Skierniewice: Oskarżony uderzył autem w płot, aby zabić partnerkę
Oskarżony to 53-letni Robert G. ze Skierniewic. Śledczy zarzucają mu, że usiłował zabić Aldonę P. w ten sposób, że celowo spowodował wypadek polegający na uderzeniu rozpędzonym samochodem w płot z betonu. Według świadków, tuż po kraksie oznajmił, że pragnął zabić siebie i pasażerkę, ponieważ bardzo ją kocha i chciał, aby skończyli razem. Oskarżony, któremu grozi dożywocie, nie przyznaje się do winy.
Biegły potwierdza wersję prokuratury
Na okoliczność tego wypadku na rozprawie w piątek 1 sierpnia - w ramach wideokonferencji - zeznawał specjalista od zdarzeń drogowych, 75-letni Jerzy Pomorski, biegły z listy Sądu Okręgowego w Warszawie. Potwierdził ustalenia śledczych, że oskarżony nie próbował hamować i że na łuku drogi nie dokonał skrętu, tak jak prowadziła jezdnia, lecz pojechał na wprost i uderzył w betonowe ogrodzenie.
Z impetem uderzył w płot z betonu
Do dramatycznych wydarzeń doszło 29 września 2024 roku w Skierniewicach. Według prokuratury, Robert G. kierując fiatem seicento na ul. Fabrycznej z impetem uderzył w betonowe ogrodzenie przy stacji benzynowej CPN. Kierowca wysiadł z rozbitego samochodu i zdumionym przechodniom oznajmił, że w ten sposób chciał popełnić samobójstwo.

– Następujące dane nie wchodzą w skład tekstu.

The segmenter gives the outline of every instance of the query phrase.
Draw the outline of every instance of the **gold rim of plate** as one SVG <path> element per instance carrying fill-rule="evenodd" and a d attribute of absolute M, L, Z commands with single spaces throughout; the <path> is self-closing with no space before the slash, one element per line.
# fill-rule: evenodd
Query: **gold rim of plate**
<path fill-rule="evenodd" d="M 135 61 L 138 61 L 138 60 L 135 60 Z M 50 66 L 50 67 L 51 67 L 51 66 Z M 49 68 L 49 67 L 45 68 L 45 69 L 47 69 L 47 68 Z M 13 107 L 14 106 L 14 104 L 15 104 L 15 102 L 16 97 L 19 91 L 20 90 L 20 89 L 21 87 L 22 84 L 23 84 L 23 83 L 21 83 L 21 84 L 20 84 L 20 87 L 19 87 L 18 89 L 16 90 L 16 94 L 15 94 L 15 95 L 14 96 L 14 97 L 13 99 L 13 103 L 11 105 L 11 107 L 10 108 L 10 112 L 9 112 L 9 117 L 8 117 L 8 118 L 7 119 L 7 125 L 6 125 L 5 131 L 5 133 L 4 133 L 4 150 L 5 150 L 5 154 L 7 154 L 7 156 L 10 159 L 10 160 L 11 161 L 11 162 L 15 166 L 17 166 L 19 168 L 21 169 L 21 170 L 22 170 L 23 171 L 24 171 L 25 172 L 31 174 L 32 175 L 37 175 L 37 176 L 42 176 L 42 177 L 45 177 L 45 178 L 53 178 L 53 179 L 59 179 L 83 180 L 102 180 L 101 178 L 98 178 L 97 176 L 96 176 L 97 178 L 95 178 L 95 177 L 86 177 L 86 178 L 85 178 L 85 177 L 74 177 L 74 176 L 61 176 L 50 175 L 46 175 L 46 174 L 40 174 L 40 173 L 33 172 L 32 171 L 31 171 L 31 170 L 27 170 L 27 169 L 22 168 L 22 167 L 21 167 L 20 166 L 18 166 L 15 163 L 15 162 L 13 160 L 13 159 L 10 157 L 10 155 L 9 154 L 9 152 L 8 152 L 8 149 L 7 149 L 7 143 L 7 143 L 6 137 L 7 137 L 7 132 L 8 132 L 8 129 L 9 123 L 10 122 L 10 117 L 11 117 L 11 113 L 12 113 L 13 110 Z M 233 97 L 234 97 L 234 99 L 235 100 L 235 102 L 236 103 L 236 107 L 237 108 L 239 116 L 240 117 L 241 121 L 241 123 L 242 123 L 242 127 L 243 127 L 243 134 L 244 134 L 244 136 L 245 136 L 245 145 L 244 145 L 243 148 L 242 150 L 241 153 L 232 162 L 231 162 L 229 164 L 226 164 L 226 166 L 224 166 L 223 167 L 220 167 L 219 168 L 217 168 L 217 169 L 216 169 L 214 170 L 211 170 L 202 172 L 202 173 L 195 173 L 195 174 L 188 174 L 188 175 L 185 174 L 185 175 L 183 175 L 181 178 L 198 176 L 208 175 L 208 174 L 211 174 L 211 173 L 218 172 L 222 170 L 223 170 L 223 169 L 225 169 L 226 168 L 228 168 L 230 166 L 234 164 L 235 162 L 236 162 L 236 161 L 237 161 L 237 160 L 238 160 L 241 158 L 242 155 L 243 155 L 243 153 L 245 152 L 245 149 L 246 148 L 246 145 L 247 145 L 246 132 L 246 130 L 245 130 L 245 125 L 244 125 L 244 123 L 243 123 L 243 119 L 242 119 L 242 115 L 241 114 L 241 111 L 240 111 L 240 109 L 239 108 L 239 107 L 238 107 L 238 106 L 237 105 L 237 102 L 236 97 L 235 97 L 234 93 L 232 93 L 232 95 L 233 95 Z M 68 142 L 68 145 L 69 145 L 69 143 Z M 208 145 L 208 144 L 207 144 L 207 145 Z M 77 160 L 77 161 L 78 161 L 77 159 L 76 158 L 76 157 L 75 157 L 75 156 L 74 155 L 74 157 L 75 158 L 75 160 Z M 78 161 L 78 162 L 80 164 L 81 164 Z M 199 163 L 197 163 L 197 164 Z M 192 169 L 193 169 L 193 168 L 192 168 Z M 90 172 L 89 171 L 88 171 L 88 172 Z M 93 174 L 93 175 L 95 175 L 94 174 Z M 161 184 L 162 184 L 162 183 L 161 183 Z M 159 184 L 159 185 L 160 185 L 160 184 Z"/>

Aldona P. doznała ciężkich obrażeń. Świadkowie wyprowadzili ją z seicento i ułożyli na ziemi. Wezwali karetkę pogotowia. Kobieta najpierw trafiła do szpitala w Skierniewicach, a potem do szpitala im. Kopernika w Łodzi. Doznała m.in. urazu głowy, brzucha i klatki piersiowej, w tym złamania nosa i kości twarzoczaszki, czyli obrażeń - jak podkreśla prokuratura - zagrażających życiu. Na szczęście lekarze ją uratowali.